The report finds that this concern is no longer warranted. Of the 5,500 Cart judicial review applications recorded between 2012 and 2019, there are only 45 reports/transcripts available, of which just 12 involved the appeal eventually succeeding. That represents a success rate, as it were, of just 0.22%. (Incidentally this explains the bizarre press reports in recent days claiming that only 12 immigration-related JR had succeeded in total since 2012: a garbled reference to the success of Cart JRs specifically.)
The report’s statistical analysis rests on the premise that all successful Cart cases are reported on either Westlaw or Bailii, which isn’t obvious. It seems intuitively much more likely that the record of judgments is incomplete than that so few cases have succeeded: Colin remembers winning at least one, and Alasdair MacKenzie four, which would leave just seven for the rest of the nation’s immigration lawyers. The Law Society also points out that “the much larger number of cases where settlement is achieved only under the threat of judicial review… are not reflected in the panel’s figures”.
But the government has already accepted the panel’s recommendation that Cart be overturned by Act of Parliament, so we are where we are. It accepts that abolition “may cause some injustice”.
Interestingly this issue was not part of the panel’s terms of reference and was smuggled into their deliberations at the request of judges (see paragraph 10 of the report).
It appears that the procedure will not be scrapped in Scotland — i.e. it is only Cart that would be reversed, not Eba — although the language of the consultation document (see foreword and paragraph 59) and the Justice Secretary in Parliament (see reply to Stuart McDonald here) is maddeningly ambiguous and it is possible that the intention is the complete opposite.
Other changes
The rest of the government’s proposals are not specific to immigration but will repay careful study by practitioners and their representatives given that the bulk of judicial review work is made up of immigration and asylum cases.

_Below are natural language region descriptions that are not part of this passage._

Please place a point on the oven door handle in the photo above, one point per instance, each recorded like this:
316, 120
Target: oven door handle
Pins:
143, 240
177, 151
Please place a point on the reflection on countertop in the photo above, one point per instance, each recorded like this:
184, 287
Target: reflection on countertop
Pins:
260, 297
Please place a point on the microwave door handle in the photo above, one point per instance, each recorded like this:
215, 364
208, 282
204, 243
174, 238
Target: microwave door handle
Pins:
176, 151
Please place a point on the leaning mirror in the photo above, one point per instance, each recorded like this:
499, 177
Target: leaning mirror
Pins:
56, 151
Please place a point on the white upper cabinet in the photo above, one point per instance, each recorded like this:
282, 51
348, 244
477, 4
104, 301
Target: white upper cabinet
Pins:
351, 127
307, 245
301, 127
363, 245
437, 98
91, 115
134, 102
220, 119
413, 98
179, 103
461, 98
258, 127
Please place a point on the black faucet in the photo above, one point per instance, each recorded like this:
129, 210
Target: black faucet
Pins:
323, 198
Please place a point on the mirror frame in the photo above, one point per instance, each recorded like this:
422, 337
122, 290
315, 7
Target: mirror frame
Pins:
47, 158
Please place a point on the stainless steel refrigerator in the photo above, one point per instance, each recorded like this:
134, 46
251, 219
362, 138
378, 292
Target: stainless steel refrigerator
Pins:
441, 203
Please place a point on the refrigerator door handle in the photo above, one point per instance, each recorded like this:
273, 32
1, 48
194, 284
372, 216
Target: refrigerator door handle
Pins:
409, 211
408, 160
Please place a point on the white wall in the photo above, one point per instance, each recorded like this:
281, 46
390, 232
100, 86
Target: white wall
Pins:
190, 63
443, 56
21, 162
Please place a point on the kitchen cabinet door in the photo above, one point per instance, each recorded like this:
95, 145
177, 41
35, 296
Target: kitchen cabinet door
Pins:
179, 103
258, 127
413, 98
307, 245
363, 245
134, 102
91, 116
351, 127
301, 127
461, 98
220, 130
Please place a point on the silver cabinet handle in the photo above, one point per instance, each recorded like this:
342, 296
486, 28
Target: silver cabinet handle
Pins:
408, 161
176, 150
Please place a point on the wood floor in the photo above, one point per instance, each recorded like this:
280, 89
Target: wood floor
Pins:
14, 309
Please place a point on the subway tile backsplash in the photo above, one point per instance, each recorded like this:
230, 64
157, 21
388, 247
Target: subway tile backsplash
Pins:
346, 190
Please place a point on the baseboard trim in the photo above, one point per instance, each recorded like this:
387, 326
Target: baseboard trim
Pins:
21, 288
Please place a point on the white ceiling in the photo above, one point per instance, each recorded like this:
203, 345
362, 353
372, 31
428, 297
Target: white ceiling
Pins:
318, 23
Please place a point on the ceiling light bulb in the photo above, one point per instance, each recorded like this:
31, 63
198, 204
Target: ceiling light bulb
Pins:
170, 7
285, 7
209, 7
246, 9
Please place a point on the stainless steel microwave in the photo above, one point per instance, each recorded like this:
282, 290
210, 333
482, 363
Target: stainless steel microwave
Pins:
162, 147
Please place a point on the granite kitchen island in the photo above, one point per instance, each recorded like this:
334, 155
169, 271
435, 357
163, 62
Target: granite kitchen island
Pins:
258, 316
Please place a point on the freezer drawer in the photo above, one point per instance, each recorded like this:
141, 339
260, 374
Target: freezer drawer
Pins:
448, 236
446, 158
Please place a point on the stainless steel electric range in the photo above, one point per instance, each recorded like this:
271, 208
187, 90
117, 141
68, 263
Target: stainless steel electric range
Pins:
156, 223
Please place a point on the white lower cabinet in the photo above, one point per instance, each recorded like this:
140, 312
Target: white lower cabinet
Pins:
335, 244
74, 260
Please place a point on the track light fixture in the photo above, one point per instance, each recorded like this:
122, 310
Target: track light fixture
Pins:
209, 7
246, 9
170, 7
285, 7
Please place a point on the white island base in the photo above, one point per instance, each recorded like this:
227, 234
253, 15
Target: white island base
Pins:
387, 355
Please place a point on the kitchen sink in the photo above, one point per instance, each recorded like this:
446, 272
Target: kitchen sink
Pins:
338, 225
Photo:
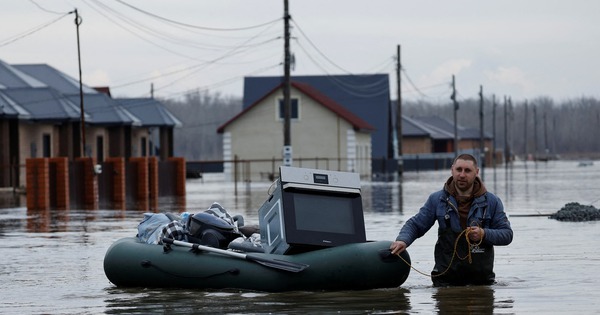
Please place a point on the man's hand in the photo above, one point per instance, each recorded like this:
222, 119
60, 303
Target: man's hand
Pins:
397, 247
476, 233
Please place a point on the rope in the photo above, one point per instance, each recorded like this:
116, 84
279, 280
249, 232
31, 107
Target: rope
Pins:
454, 254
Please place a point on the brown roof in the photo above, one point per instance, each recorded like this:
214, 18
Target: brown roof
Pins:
356, 122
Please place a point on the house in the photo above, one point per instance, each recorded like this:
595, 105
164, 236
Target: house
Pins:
366, 96
40, 116
324, 134
428, 142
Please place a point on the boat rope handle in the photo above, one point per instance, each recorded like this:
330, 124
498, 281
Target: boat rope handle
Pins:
454, 254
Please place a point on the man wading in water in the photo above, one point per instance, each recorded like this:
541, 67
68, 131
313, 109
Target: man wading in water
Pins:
471, 221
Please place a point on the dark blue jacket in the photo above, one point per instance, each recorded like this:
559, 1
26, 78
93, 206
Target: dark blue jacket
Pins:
486, 212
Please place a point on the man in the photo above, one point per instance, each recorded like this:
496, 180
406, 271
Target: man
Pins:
471, 221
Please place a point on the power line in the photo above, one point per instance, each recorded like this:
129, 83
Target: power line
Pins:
196, 26
31, 31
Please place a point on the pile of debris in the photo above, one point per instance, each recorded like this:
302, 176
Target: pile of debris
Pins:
576, 212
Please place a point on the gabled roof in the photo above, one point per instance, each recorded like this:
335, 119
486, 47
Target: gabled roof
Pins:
356, 122
10, 108
104, 110
54, 78
11, 77
150, 111
44, 103
366, 96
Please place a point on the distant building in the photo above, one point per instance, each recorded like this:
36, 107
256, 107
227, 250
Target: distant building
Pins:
40, 116
324, 134
365, 96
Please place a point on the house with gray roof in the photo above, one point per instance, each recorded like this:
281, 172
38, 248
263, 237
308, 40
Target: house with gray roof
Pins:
324, 134
40, 116
365, 96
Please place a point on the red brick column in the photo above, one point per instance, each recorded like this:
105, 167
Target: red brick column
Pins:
179, 175
61, 164
118, 181
142, 193
153, 181
38, 191
90, 182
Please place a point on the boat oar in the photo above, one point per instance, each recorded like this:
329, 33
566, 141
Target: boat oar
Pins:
269, 262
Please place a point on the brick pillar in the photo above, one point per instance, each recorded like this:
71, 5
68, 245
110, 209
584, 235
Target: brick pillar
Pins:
142, 193
61, 182
38, 191
153, 182
118, 196
90, 183
179, 175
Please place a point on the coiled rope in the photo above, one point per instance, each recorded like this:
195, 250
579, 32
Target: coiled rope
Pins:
464, 232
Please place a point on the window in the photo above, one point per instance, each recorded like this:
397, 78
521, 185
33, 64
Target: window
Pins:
99, 149
143, 146
46, 145
294, 108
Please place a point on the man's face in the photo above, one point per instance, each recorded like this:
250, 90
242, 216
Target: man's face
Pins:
464, 173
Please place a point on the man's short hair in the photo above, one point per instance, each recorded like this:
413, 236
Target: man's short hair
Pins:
466, 157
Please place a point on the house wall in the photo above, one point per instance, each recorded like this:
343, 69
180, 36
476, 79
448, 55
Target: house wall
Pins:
416, 145
317, 133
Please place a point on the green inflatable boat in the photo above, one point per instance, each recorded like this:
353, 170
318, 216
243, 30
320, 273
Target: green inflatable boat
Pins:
359, 266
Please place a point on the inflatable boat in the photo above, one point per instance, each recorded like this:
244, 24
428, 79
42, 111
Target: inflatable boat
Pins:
312, 237
360, 266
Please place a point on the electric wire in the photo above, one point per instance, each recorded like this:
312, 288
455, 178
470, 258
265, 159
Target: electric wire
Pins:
31, 31
196, 26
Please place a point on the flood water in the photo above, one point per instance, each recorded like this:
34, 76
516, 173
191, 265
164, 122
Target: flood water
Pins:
51, 261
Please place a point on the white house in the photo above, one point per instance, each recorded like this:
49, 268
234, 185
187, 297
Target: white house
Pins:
324, 135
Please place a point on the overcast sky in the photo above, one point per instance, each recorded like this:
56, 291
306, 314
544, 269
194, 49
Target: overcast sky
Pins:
521, 49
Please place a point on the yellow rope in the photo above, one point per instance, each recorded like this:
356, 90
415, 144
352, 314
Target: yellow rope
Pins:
455, 253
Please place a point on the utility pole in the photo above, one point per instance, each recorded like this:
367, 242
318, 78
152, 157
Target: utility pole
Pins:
525, 133
287, 142
481, 139
399, 114
535, 133
453, 98
506, 148
78, 21
494, 131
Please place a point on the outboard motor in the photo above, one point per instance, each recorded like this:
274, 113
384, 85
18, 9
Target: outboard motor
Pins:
209, 230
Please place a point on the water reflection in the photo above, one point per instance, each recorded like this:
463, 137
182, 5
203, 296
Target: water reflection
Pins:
179, 301
465, 300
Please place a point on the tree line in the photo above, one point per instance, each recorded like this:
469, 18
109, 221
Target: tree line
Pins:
539, 126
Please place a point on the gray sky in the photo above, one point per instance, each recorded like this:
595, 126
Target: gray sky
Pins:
521, 49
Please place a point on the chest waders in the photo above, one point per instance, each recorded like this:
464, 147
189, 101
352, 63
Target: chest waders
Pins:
477, 270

The government has committed to legislating for the introduction of suspended quashing orders. This would “alleviate the bluntness of a quashing order” such that a government decision would be quashed only “if, after a certain period of time, certain conditions set down by the court have not been met”. The consultation asks how exactly suspended quashing orders should work, but the decision to introduce them in principle has been made.
The consultation paper also indicates that the government agrees with the following recommendations of the Independent Review:
Changes in procedure to be considered and taken forward by the Civil Procedure Rule Committee (CPRC):
i. removing the requirement for a clam to be issued “promptly”, but retaining the 3-month time limit
ii. providing further guidance on intervenors
iii. providing for an extra step in the procedure of a Reply, to be filed within seven days of receipt of the Acknowledgement of Service
The rest of the consultation focuses on ideas that the government is interested in exploring but is not yet committed to. These are summarised under six headings:
a. legislating to clarify the effect of statutory ouster clauses
b. legislating to introduce remedies which are of prospective effect only, to be used by the courts on a discretionary basis
c. legislating that, for challenges of Statutory Instruments, there is a
presumption, or a mandatory requirement for any remedy to be prospective onlyd. legislating for suspended quashing orders to be presumed or required
e. legislating on the principles which lead to a decision being a nullity by operation of law
f. making further procedural reforms (which would need to be considered by the CPRC)
These are explored further in questions 3-19 inclusive of the consultation, which closes on 29 April 2021.